The voluntary sector offers some lessons as to how to deal with security on a cultural level. The "old, logical ways don't work with everyone," but if you key into their emotions, you might be more successful. Charities have that because everyone is so committed to the cause.
Nic Miller, CISO of hedge fund Brevan Howard cited his own strategy. Miller tests the strength of staffs' passwords with a cracking program. If your password is easily cracked, he'll let you know that you have to change it. If it passes, you get to keep it for a year.
He said employees "don't care about that work password very much, and it's hard to make them care". Showing them how simple their credentials are to break might make employees think twice about not only their password at work, but wherever else they might have used the same password.

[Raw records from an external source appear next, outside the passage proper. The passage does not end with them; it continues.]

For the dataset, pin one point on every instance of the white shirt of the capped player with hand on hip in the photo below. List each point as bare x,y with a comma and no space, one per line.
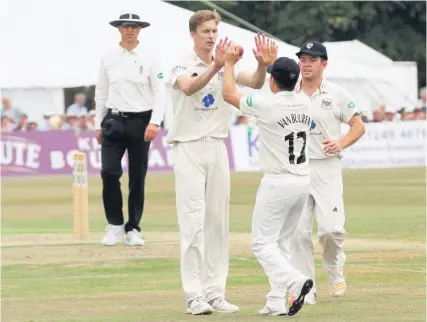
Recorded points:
331,106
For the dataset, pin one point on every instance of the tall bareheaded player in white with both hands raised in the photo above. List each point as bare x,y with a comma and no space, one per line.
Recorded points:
202,176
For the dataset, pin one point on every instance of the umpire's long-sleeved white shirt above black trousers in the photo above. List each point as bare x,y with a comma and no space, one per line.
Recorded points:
130,81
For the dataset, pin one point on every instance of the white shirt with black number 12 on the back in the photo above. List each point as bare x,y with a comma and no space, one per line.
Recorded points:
284,126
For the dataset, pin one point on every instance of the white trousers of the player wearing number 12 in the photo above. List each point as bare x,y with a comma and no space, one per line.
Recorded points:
279,204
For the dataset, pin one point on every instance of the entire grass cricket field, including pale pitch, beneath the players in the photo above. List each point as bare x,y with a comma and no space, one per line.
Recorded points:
48,276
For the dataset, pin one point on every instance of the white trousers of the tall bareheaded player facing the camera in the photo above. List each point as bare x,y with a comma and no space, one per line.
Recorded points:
202,187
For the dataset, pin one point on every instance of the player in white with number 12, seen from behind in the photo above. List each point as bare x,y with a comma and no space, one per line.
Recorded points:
284,121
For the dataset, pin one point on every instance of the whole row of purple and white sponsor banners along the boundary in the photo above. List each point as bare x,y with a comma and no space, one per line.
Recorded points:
387,144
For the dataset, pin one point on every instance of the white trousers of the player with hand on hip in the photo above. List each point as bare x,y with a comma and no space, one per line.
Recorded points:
326,203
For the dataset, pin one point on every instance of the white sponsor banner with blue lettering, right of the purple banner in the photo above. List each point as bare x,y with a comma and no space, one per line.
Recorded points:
385,144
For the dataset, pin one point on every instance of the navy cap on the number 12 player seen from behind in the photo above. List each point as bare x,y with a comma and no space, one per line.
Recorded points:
285,71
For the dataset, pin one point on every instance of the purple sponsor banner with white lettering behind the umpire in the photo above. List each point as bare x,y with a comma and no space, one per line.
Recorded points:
51,153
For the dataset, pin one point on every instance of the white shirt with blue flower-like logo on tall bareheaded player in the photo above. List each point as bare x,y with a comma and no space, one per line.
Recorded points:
203,114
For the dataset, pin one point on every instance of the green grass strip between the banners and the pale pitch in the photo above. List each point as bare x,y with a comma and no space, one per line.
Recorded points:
385,203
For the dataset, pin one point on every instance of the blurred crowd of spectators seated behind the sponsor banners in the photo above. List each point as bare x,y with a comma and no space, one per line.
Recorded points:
80,118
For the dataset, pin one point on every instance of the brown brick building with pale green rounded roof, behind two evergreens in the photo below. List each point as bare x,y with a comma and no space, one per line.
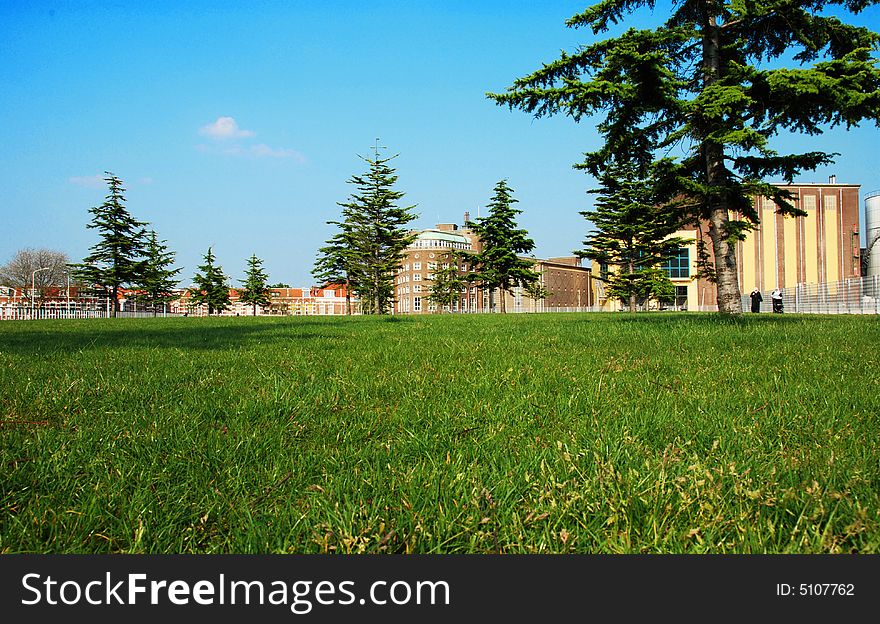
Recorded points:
569,283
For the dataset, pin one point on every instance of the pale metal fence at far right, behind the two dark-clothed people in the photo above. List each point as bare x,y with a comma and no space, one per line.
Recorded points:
858,295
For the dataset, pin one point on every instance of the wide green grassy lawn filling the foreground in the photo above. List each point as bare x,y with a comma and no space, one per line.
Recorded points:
590,433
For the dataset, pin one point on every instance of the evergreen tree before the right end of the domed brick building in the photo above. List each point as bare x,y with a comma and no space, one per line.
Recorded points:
498,265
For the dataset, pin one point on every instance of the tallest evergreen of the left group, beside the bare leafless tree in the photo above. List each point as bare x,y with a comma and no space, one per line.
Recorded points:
117,260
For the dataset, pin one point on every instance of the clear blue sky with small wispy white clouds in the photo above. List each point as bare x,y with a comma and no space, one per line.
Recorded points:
236,125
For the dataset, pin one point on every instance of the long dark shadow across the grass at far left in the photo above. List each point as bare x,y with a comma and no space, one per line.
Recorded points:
34,337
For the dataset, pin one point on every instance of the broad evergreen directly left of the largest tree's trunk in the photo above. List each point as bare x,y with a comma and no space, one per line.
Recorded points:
633,236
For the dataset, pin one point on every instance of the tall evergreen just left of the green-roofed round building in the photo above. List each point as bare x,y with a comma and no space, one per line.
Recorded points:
375,235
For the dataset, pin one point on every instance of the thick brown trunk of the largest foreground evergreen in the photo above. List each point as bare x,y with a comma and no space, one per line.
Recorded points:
727,285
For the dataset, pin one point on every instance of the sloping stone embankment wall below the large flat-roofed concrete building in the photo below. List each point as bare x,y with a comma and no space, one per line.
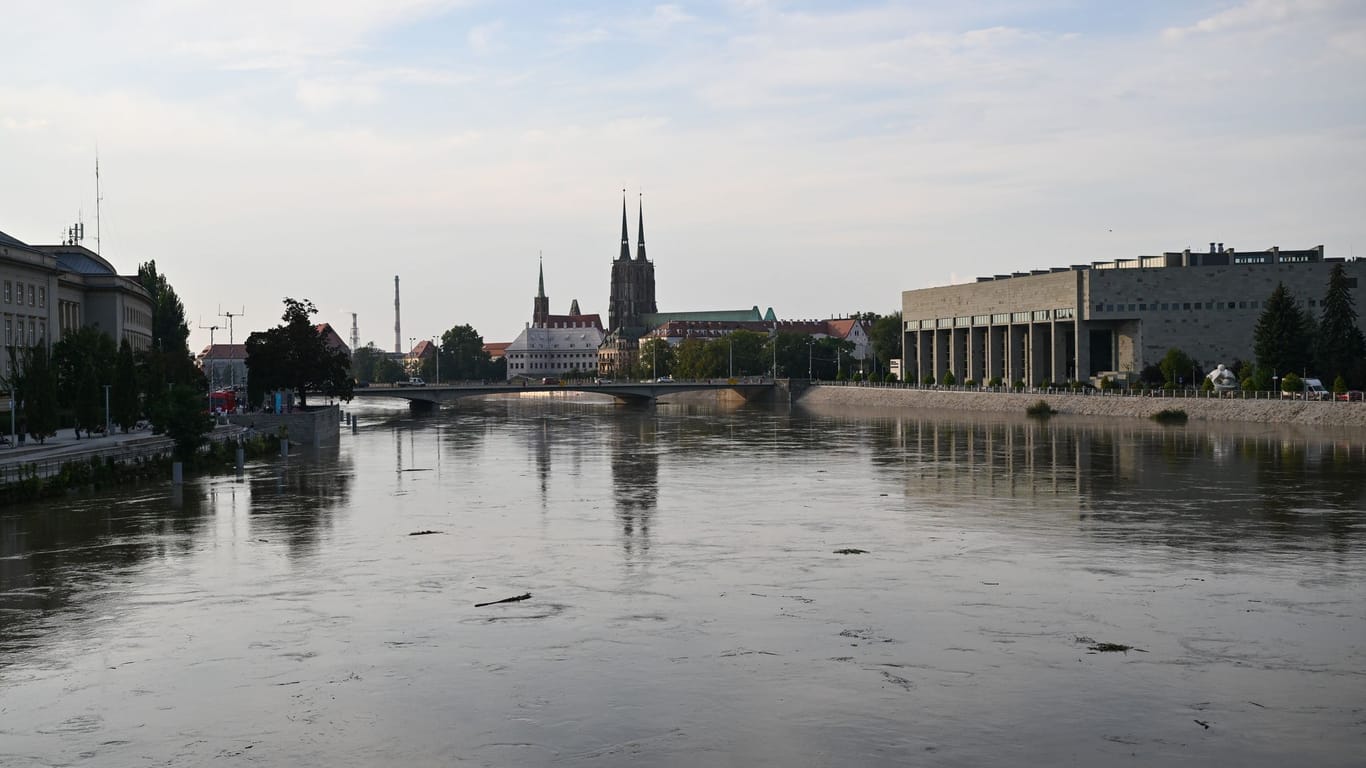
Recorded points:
1199,409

Luke Hebbes, risk and design manager for G-Research, is in an enviable situation. A tenth of the company are devoted to IT security and the board are completely on side when it comes to cyber-security.
But, he reminded the room, even this apparently ideal culture can have drawbacks: "If you're not careful you can go too far." If the risk appetite is too low, "then you end up with a low risk tolerance", which can make agile operation hard.

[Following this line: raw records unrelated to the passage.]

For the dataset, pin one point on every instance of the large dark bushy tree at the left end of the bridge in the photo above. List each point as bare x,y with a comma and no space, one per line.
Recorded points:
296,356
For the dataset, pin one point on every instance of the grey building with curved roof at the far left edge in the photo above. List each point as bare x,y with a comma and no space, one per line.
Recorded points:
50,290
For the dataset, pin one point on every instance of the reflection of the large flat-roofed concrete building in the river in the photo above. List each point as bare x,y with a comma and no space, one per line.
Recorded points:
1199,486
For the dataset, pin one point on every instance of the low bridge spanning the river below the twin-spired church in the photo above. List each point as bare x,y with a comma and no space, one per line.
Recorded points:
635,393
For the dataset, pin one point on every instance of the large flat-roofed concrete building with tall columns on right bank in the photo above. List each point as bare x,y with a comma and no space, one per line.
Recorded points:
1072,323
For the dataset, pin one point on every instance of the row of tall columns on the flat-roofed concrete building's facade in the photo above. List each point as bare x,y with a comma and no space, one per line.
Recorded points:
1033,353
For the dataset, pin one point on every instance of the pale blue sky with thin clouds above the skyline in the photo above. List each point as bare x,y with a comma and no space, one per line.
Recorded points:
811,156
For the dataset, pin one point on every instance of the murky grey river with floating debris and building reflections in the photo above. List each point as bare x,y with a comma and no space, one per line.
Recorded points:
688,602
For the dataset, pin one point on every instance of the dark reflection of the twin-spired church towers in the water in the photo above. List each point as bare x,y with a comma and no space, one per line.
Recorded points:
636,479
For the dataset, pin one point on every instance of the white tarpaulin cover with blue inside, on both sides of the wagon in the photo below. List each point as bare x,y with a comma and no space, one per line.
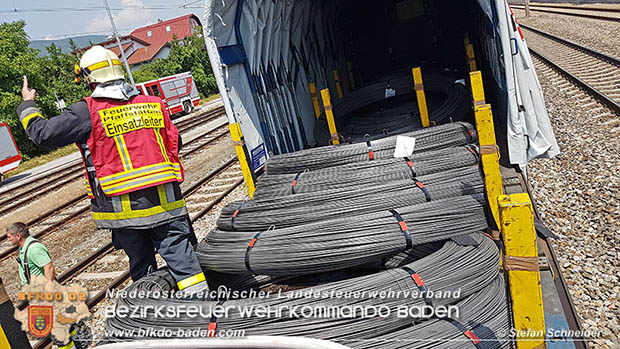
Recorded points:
265,53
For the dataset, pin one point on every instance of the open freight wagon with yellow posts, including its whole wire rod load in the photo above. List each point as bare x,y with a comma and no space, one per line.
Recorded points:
317,93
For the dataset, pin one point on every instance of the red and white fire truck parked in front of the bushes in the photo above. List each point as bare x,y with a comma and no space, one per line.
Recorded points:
178,91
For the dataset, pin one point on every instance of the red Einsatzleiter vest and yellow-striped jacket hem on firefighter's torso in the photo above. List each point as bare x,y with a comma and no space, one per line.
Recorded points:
132,164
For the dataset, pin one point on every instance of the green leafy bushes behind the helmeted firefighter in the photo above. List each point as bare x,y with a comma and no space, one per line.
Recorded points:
54,73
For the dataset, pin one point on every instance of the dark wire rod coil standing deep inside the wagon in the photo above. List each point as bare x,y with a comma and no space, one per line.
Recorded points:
453,104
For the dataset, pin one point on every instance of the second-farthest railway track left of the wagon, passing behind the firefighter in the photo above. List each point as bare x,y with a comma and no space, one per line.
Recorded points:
78,206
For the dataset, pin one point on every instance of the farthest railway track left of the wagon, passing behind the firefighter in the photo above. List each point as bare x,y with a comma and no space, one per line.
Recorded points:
30,190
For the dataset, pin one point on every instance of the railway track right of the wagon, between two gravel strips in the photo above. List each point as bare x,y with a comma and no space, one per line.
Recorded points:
592,71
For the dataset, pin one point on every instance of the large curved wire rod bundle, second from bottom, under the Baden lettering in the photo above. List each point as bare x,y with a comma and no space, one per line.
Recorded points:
453,273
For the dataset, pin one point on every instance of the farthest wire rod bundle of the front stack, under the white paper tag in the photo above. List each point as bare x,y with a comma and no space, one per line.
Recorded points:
430,138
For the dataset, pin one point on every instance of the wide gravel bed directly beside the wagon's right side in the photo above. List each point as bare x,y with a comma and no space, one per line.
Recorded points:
579,199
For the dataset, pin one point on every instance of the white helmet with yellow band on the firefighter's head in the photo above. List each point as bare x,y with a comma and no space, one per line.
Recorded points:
99,65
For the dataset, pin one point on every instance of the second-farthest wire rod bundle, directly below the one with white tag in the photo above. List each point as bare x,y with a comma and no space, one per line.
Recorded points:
366,173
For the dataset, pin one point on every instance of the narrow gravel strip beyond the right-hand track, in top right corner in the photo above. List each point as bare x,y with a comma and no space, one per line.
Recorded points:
596,34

Delegates were in agreement that motivating the workforce is difficult, but there are ways to inspire the troops. "The biggest challenge for me is making awareness more personal and making it fun," said Lindsay Shure, head of information security at University College London.

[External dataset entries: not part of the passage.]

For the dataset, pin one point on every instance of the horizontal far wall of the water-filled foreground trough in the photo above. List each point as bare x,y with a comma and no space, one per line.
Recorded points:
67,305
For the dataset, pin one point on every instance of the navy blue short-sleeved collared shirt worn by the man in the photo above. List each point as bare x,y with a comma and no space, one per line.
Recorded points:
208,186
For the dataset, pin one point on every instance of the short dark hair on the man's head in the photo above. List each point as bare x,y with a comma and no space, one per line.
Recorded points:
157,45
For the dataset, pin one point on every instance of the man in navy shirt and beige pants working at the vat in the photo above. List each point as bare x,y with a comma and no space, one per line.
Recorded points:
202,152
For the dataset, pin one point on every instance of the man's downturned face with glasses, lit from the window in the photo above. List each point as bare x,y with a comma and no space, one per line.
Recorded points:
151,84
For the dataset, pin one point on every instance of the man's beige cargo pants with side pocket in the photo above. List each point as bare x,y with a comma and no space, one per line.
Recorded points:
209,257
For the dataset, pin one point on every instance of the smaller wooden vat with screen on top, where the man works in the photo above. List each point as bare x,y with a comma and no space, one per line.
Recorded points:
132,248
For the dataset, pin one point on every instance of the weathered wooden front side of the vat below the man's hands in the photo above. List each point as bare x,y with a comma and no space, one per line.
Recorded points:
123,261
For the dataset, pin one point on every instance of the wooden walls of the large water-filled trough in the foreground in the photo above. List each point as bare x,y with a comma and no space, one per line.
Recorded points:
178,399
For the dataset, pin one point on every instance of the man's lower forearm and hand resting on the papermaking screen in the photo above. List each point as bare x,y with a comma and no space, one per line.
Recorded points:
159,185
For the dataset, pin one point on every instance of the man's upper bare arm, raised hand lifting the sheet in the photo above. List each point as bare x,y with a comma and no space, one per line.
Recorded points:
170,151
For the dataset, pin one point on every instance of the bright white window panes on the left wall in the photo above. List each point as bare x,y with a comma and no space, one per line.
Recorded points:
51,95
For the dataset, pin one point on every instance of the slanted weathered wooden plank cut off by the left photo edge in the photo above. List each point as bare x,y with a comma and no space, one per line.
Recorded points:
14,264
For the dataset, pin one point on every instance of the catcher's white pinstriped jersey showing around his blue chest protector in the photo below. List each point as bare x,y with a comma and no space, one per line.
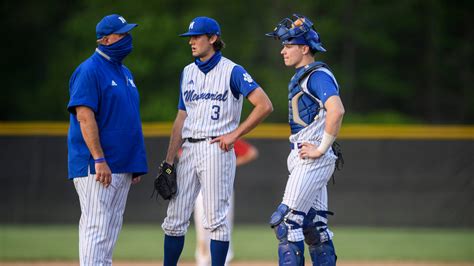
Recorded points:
315,130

Mark Evans, CIO of Rider Levett Bucknall
Mark Evans, CIO of Rider Levett Bucknall, a global construction company added that the way his company sold security was to make awareness a kind of "song and dance show".
Matt Little, CTO of ZoneFox and our sponsor for the day, proposed that putting such concerns under the heading of risk management might help executives see security in a new light. Tools like BitSight, which commodify security practices, might help you to win over the board, said Max Dalziel, director at IHS Markit: "When you can benchmark yourself against your peers and demonstrate how successful your strategy has been, you can turn it into a marketing tool."
Failing to get a company up to basic standards of security could soon have serious results for offending companies. The EU's incoming General Data Protection Regulation (GDPR) raises the prospect of fines on errant companies of up to four percent of global revenue. The fact that the UK will soon be leaving the European Union is irrelevant as the Information Commissioner's Office has confirmed it will expect companies to abide by the regulation even after Brexit.
Evans bemoaned 'the zombie security army', people who find themselves in positions of responsibility within IT security, charged with managing data compliance for instance, but lacking the qualifications for the job. Shure agreed that the regulation could be a threat "because there will be unqualified people overseeing it".
This becomes even more worrying when considering that under the GDPR, companies will be liable for the theft of their data from insecure suppliers or third parties, considerably expanding the attack surface but reducing overall control.
Nick Ioannou, a noted blogger and head of IT at architecture firm Ratcliffe Groves Partnership, remarked that though tickbox regulation is “good to have, it's not the gold stand”. When its comes to third parties, "bits of paper are not as important as the culture".